Mickey’s shaking his head, his eyes wide, his thumb trailing over his lips. “You’re fucking dead to me, Gallagher,” he says, his voice no more than a whisper. “If you ever come near me again, I swear I’ll make you dead to the rest of the world too. I mean it. You stay the fuck away from me.”
And then Mickey Milkovich is gone – literally, figuratively, emotionally…gone. And Ian wants to be okay with this. Because after all, this was what he’d said he wanted. This was the price of being better than Monica. It meant letting go of the people who expected something more of you than you were capable of being. It meant doing the things you hate to keep everyone else safe, and not letting anyone stick around who doesn’t have to, because they’ll only get hurt.
And that’s all Mickey was – a hurt, wounded little bitch.
Ian wanted to be okay with it. The whole way home, he told himself he was. Hatred was nothing more than Ian had to expect from the boy who’d once so desperately clung to his phone, begging Ian to see the truth – I’m worried about you. I love you.

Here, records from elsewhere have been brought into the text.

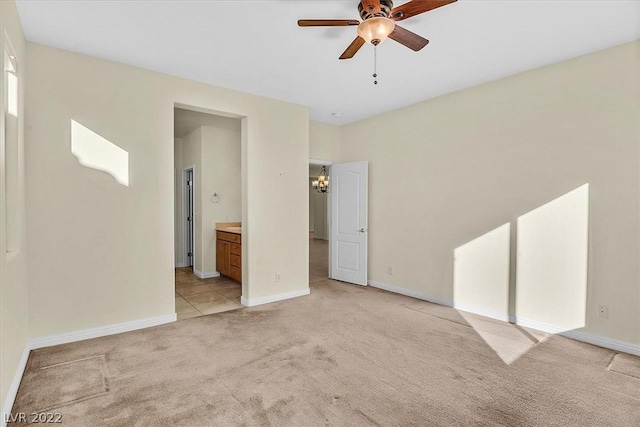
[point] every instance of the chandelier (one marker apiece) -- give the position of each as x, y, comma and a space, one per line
321, 185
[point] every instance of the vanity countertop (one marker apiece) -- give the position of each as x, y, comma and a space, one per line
229, 227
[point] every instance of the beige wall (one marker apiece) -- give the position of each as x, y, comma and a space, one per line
13, 256
324, 141
448, 170
104, 252
177, 150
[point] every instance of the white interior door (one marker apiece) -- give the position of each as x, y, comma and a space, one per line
349, 205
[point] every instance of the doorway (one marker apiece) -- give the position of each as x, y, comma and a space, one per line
208, 195
188, 212
318, 226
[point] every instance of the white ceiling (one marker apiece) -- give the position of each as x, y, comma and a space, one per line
257, 47
186, 121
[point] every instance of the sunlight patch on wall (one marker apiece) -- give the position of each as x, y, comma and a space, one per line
96, 152
481, 285
550, 290
481, 273
552, 249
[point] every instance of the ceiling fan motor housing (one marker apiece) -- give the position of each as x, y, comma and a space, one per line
385, 10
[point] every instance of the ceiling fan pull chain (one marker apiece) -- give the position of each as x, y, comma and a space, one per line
375, 65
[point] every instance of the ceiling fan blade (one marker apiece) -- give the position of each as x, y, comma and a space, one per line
407, 38
416, 7
353, 48
327, 22
371, 6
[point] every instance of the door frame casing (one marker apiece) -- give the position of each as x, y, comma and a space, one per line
185, 226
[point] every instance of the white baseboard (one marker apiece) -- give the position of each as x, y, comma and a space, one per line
252, 302
206, 274
13, 388
606, 342
577, 335
100, 331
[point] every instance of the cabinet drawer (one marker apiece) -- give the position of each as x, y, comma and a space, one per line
229, 237
236, 249
235, 260
235, 273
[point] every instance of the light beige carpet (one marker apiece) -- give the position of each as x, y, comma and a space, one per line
344, 356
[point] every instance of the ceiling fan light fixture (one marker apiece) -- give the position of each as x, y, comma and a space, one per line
376, 30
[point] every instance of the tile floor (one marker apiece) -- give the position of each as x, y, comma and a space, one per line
197, 297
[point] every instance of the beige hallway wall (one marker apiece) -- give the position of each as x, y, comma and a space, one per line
104, 252
13, 254
448, 170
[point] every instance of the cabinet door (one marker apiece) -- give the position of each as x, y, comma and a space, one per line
222, 257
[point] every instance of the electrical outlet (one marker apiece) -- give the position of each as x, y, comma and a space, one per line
603, 311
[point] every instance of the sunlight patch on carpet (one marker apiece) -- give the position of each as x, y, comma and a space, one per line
65, 383
625, 364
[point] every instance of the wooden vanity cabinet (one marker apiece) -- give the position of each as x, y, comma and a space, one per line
229, 255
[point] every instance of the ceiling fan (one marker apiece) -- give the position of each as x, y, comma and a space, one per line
379, 19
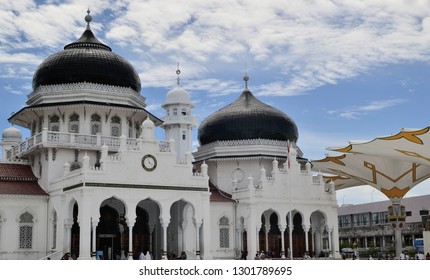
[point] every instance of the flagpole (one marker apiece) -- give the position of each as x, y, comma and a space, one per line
290, 223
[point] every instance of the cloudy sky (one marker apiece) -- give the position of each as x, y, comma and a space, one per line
343, 70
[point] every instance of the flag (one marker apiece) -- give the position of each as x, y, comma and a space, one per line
288, 154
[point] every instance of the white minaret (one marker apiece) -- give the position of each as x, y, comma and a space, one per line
178, 122
11, 136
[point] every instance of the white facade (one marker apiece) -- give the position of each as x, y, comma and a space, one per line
265, 192
111, 189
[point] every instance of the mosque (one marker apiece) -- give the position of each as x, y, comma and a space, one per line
92, 180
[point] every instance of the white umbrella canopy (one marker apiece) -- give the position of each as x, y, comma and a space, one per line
392, 177
392, 164
411, 145
341, 182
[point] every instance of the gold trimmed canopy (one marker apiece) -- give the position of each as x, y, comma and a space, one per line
393, 164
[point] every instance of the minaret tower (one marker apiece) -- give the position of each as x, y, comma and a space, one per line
178, 122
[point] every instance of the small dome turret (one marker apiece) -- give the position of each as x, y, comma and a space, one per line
87, 60
247, 118
12, 134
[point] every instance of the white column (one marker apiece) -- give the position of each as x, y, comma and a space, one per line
282, 242
267, 229
93, 247
257, 239
130, 239
164, 225
184, 239
290, 232
84, 237
198, 225
313, 231
151, 230
68, 236
306, 241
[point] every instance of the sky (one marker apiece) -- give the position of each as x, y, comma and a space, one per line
341, 69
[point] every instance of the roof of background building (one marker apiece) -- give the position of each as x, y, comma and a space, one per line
413, 204
18, 179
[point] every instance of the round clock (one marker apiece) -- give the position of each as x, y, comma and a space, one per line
149, 162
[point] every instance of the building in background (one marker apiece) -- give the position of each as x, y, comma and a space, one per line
367, 227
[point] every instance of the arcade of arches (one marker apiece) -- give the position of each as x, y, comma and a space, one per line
112, 237
312, 241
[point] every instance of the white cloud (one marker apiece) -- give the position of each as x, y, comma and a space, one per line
302, 44
356, 112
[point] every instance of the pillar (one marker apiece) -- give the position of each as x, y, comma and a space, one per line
93, 229
282, 241
198, 225
68, 226
164, 226
184, 239
130, 239
266, 233
306, 241
290, 232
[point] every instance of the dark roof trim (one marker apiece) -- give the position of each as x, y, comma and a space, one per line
156, 120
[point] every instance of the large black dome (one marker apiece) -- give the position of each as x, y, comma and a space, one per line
247, 118
87, 60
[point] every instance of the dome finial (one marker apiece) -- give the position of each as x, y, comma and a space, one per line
246, 77
178, 72
88, 18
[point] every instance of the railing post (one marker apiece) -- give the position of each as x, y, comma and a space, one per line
44, 135
99, 139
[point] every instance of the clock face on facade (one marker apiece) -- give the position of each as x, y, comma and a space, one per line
149, 162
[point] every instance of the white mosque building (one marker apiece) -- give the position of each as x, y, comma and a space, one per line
93, 181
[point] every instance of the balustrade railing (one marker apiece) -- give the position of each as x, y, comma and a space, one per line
82, 140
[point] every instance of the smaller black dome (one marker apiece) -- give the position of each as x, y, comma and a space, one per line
247, 118
87, 60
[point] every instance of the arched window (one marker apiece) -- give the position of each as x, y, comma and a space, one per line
33, 128
54, 123
137, 127
224, 232
115, 126
54, 230
74, 123
96, 124
39, 129
26, 231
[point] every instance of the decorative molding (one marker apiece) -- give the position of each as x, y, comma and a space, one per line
133, 186
85, 86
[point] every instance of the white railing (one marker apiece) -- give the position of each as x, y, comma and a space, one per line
164, 146
64, 139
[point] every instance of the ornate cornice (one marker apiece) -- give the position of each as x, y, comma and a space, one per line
76, 87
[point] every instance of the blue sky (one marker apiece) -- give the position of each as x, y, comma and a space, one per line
343, 70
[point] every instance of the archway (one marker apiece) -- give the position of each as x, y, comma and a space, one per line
75, 233
182, 232
112, 232
270, 235
319, 236
147, 229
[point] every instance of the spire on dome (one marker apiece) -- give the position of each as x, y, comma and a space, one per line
246, 79
88, 19
178, 72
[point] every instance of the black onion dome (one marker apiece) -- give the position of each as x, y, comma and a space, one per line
87, 60
247, 118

Ian wanted to be okay, because really he hadn’t lost a damn thing that day. He and Mickey were no less together than they’d been the day before, because they weren’t together at all.
But as Ian walked into the house, forcing his legs up the stairs and ignoring the greetings from Debbie and Liam on the couch, he felt the heaviness of his heart. It was too heavy to stand, and it crushed his lungs in a way that made it nearly impossible to breathe, so he collapsed into the bed, the covers pulled tight around him.
Ian wanted to be okay with losing whatever little shred of love Mickey Milkovich had for him, but he wasn’t. Because Ian loved Mickey, and no matter how hard he tried to deny it, he knew the truth now – all he wanted was to get Mickey back.